When escalating heparin doses fail to meet the specified targets within a reasonable time frame or heparin-induced thrombocytopenia is suspected, alternative anticoagulation with DTIs should be considered to manage the patient. DTI selection should be based on patient comorbid conditions and/or organ dysfunction. Argatroban is hepatically metabolized and may not be suitable for those with severe liver dysfunction.

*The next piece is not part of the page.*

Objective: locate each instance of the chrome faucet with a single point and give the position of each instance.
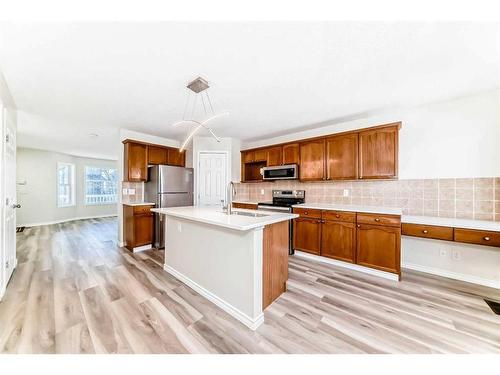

Bivalirudin may be used in patients with chronic kidney disease, but renal dose adjustment is required.
Debrief
- Heparin resistance is commonly identified when there is a need for greater than 35,000 units/day of IV UFH to achieve anticoagulation goals.
- In cardiopulmonary bypass, greater than 5000 units/kg to achieve an ACT of 400-480 seconds.
- Risk factors for heparin resistance include low antithrombin levels, age ≥65 years, preoperative heparinization, albumin ≤3.5 g/dL, platelets ≥300,000/mL, high fibrinogen levels, infective endocarditis, high Inflammatory states, and potentially COVID-19.
- Anti-Xa monitoring targeting a goal of 0.3 to 0.7 units/mL should be implemented in suspected heparin resistance.
- Anticoagulation with DTIs should be considered when escalating IV UFH doses fail to meet the therapeutic targets or heparin-induced thrombocytopenia is suspected.
- Base DTI selection on patient comorbid conditions and/or organ dysfunction.
References
- Levy JH, Connors JM. Heparin Resistance – Clinical Perspectives and Management Strategies. N Engl J Med. 2021; 385(9):826-832. doi: 10.1056/NEJMra2104091.
- Kimura Y, Okahara S, Abo K, et al. Infective Endocarditis Is a Risk Factor for Heparin Resistance in Adult Cardiovascular Surgical Procedures: A Retrospective Study. J Cardiothorac Vasc Anesth. 202; 35(12):3568-3573. doi: 10.1053/j.jvca.2021.05.024.